Konaklama ihtiyacımı karşıladıktan sonra  beni iki yere yönderdiler önce sizden sorumlu mahalle doktoru sonrada polis merkezine. Kayıtlarımızı yaptırdım artık devletce bilinen bir kişiydim.

İlk değerlendirdiğimde beni  en etkilendiğim konuları özetleyeyim.

  • Araba içinde bir çift gündüzleyin öpüşüyorlardı. İstanbul’da yetişmeme rağmen benim için de  kabul edilir durum değildi, utanarak kafamı çevirdim. Benim için farklıydı o zamanlar şimdi İstanbul’da da bu manzara normal oldu , insanlar alıştı.
  • Hindu  kökenli İngiliz hocamız geleneksel kıyafetleri ile derslerimize  giriyordu. Kamuda çalışmasına rağmen karışan görüşen yoktu.
  • Bir adres sorma ihtiyacında ilk başvurduklarımız polisler oluyordu . Rahat rahat soru sorabiliyor, polislerde kibarca cevap veriyorlardı .O yıllarda  Türk meslektaşların davranışlarını anlatmayacağım o ayrı  kitaplık .
  • O sarışın güzel kızlar, yakışıklı delikanlılar gerçekten vardı. Bastonlu da olsa Mr ve Mrs Brown’larla tanıştık  ama çok sayıda zenci,Hindli,Çinli, İspanyol kökenli olanlar da vardı. Aslında ırksal çeşitlilik beklediğimden farklıydı.
Değişik bir kültür , toplum yapısı içindeydim, peki  nasıl davranmalıydım ? Kendi bildiğim gibi mi ? Yoksa içinde bulunduğum toplumun kurallarına mı uymalıydım?

Tarihi incelediğimizde genelde insanlar daha iyi imkanlar sunan memleketlere göç etmeye çalışmışlar, milletlerde  artan nufusa toprak yetmemesi nedeniyle sınırları aşarak komşuları veya diğer ülkeleri işgal etmeye çalışmışlar. Bu durum şavaşların çıkmasına da neden olmuş. Örneğin Japonya  , örneğin Almanya, örneğin Dünya Savaşları . İsrail’in başlangıcından  beri  saldırgan olmasının altında toprak talepleri yatmıyormu?  Destanda olsa Ergenekon, nufusun yetmemesi ve insanların dağları delmesi bir özlemi dile getirmiyor mu? Ya diğer canlılar yemek , su , sıcak hava bulmak için binlerce kilometre aşan uçan kuşlar , göçebeler ,  Romanlar.
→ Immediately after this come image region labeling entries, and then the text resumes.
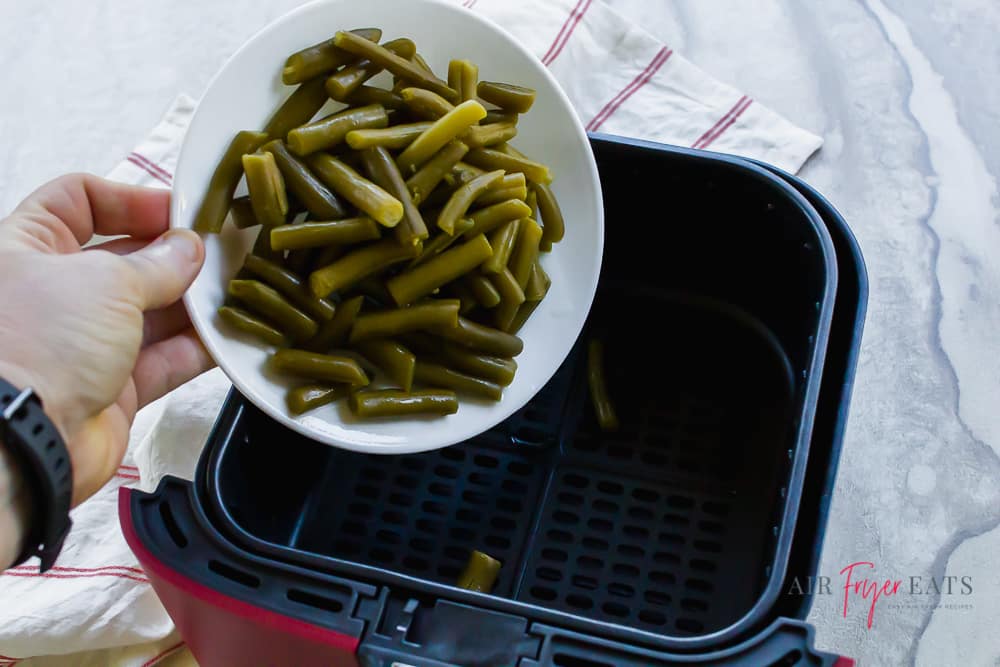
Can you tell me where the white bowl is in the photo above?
[170,0,604,454]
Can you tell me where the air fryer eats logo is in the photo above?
[787,561,972,628]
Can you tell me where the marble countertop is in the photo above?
[0,0,1000,667]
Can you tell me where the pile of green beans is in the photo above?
[194,28,565,419]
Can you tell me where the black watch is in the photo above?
[0,378,73,572]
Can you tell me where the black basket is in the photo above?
[196,138,837,649]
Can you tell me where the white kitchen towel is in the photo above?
[0,0,821,667]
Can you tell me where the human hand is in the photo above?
[0,174,212,512]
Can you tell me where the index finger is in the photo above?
[11,174,170,252]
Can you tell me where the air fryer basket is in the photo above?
[196,139,836,649]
Fikirlerine, icraatlarına, değişimciliğine  ve kişiliğine çok değer verdiğim eski bir genel müdürüm göreve gelince farklı uygulamalara gitmiş ve  satıcı personele  o güne kadar görmediğimiz avantajlar vermişti. Bizlerde bu farklılık karşısında itiraz  etmiştik. Kendisinin  sözü ‘’ Her insan Amerika’da doğamaz ’’ olmuştu. Evet her insan Amerika’da doğamaz ama Amerika’lı olabilir. Bugün milyonlarca İtalyan kökenli Amerika’lı , Yunan kökenli Amerika’lı, Çin kökenli Amerika’lı mevcut değilmi ?

Avrupa farklımı ? Hayır değil Türk kökenli Almanlar, Hindu kökenli İngilizler,Afrika kökenli Fransızlar vs.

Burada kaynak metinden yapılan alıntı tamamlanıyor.